Fanny Gallot est historienne, maîtresse de conférences à l’Université Paris-Est Créteil et chercheuse au Centre de recherche en histoire contemporaine comparée (CRHEC). Ses recherches portent sur le travail des femmes et le syndicalisme.

Notes

[1] « De 1995 à aujourd’hui : la place des femmes dans les mobilisations contre les réformes des retraites », Entretien avec Annick Coupé, réalisé par Rachel Silvera, dans Le genre au travail. Recherches féministes et luttes de femmes, sous la dir. de Nathalie Lapeyre, Jacqueline Laufer, Séverine Lemière, Sophie Pochic et Rachel Silvera, Syllepse, 2021.

[2] Raphaëlle Besse Desmoulières, « Retraites : la voix des femmes résonne dans le mouvement social », le Monde, 9 mars 2020.

[3] Nancy Fraser, « Crise du care ? Paradoxes socio-reproductifs du capitalisme contemporain », Capitalisme et reproduction sociale. Avant 8 heures, après 17 heures, Blast, 2020, p. 41-65.

[4] Paul Hobeika, « Le patriarcat d’outre-tombe. Veuvage, réversion et recomposition des rapports sociaux à l’âge de la retraite », Nouvelles Questions Féministes, vol. 41, n° 1, 2022, p. 48-65.

[5] Anne-Sophie Lechevallier, « Les actions anti-réforme au cœur de la journée des droits des femmes », Libération, 8 mars 2023.

[6] Célia Mebroukine, « Retraites : le “pink bloc” veut réconcilier luttes LGBTQI+ et luttes sociales », Mediapart, 10 février 2023.

[7] « À Paris, les manifestantes chargées par les forces de l’ordre lors de la “Marche féministe” », L’Obs, 8 mars 2020.

[8] Nadège Dubessay, « Youlie Yamamoto, la riposte féministe en bleu de travail », L’Humanité, vendredi 10 février 2023.

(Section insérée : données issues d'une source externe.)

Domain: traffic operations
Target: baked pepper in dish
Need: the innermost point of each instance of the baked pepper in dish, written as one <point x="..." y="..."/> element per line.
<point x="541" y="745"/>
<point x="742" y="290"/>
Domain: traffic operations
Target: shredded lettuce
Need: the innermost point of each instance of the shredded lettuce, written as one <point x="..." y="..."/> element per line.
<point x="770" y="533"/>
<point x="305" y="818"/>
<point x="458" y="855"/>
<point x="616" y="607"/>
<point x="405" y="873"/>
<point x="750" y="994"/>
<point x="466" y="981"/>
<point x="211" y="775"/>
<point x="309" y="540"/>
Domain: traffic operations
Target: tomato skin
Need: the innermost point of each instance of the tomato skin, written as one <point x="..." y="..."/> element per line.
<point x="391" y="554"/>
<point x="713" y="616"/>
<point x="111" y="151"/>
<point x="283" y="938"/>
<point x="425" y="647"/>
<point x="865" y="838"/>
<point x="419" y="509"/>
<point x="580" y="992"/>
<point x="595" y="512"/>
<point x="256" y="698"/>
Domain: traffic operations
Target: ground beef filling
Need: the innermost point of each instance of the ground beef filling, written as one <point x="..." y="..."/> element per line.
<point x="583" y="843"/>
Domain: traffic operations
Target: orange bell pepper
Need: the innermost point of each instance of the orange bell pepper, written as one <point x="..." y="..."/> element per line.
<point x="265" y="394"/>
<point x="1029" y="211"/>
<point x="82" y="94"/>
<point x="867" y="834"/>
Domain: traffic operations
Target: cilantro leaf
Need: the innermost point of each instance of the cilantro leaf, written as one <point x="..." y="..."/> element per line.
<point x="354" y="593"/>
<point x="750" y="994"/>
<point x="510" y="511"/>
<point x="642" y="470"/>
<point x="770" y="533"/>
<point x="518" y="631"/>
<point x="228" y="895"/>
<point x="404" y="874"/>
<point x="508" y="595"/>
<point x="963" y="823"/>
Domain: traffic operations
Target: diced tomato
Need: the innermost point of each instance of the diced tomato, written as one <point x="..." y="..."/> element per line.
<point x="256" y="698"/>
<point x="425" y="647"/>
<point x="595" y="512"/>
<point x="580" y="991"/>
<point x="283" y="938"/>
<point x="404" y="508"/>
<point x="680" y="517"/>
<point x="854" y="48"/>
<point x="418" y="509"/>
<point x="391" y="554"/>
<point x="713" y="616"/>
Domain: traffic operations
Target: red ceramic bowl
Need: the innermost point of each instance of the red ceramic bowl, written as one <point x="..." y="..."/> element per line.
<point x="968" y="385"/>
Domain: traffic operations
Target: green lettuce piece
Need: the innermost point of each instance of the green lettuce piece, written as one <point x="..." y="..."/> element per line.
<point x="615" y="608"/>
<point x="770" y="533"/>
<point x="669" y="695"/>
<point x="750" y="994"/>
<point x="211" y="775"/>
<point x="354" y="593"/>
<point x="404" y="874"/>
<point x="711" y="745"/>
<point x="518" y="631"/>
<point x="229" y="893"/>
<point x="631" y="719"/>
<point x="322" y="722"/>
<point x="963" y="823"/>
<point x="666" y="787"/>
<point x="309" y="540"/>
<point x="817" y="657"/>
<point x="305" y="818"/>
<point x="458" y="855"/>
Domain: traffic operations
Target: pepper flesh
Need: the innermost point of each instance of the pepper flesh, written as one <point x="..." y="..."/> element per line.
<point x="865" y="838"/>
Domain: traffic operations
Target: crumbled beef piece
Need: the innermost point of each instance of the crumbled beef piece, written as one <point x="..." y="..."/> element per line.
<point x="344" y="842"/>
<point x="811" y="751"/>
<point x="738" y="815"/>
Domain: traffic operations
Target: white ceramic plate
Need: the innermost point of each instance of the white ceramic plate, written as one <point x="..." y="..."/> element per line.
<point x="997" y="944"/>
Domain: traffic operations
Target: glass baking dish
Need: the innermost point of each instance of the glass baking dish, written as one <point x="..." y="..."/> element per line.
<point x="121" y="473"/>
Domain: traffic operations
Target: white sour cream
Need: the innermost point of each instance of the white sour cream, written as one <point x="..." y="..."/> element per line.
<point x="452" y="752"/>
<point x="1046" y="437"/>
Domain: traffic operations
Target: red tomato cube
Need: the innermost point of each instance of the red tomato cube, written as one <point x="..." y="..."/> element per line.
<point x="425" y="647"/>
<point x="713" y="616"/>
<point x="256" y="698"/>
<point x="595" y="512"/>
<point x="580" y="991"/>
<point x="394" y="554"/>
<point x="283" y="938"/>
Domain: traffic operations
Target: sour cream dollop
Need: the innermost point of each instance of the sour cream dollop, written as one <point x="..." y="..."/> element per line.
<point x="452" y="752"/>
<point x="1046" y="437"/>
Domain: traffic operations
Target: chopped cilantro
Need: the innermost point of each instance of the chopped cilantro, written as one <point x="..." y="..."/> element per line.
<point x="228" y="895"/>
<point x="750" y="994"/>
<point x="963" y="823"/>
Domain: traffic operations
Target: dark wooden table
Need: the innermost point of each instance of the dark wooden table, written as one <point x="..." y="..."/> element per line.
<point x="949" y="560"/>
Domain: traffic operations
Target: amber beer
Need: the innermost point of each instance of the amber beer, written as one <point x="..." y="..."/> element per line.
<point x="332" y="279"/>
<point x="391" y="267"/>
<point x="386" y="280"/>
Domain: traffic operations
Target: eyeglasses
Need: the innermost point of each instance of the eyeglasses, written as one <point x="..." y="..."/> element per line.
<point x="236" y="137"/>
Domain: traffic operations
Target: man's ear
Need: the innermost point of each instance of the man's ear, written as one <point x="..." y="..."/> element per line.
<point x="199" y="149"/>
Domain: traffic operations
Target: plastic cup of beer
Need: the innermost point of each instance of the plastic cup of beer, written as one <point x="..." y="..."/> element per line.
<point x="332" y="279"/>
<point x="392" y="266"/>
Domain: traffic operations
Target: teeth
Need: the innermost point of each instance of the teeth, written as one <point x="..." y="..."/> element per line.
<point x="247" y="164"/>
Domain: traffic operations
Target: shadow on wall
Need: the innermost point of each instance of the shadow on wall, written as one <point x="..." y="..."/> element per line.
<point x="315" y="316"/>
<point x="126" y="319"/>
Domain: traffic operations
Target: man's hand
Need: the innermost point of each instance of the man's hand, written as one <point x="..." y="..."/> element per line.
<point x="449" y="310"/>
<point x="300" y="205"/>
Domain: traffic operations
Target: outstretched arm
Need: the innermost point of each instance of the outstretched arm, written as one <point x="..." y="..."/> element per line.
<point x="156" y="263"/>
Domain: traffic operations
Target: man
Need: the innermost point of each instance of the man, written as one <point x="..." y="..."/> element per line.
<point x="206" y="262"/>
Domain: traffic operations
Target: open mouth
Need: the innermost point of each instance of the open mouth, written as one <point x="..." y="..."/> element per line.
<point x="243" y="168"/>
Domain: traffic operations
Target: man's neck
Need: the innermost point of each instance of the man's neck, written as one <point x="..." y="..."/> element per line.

[9] Karl Laske, « À Nantes, quatre étudiantes qui manifestaient accusent la police de violences sexuelles », Mediapart, 18 mars 2023.

[10] https://www.corif.fr/wp-content/uploads/2018/02/le_cout_des_inegalites_version_internet-2.pdf

[11] Céline Bessière et Sibylle Gollac, « Retraites : la réforme macroniste renforce une conception masculine du travail », Libération, 30 janvier 2023.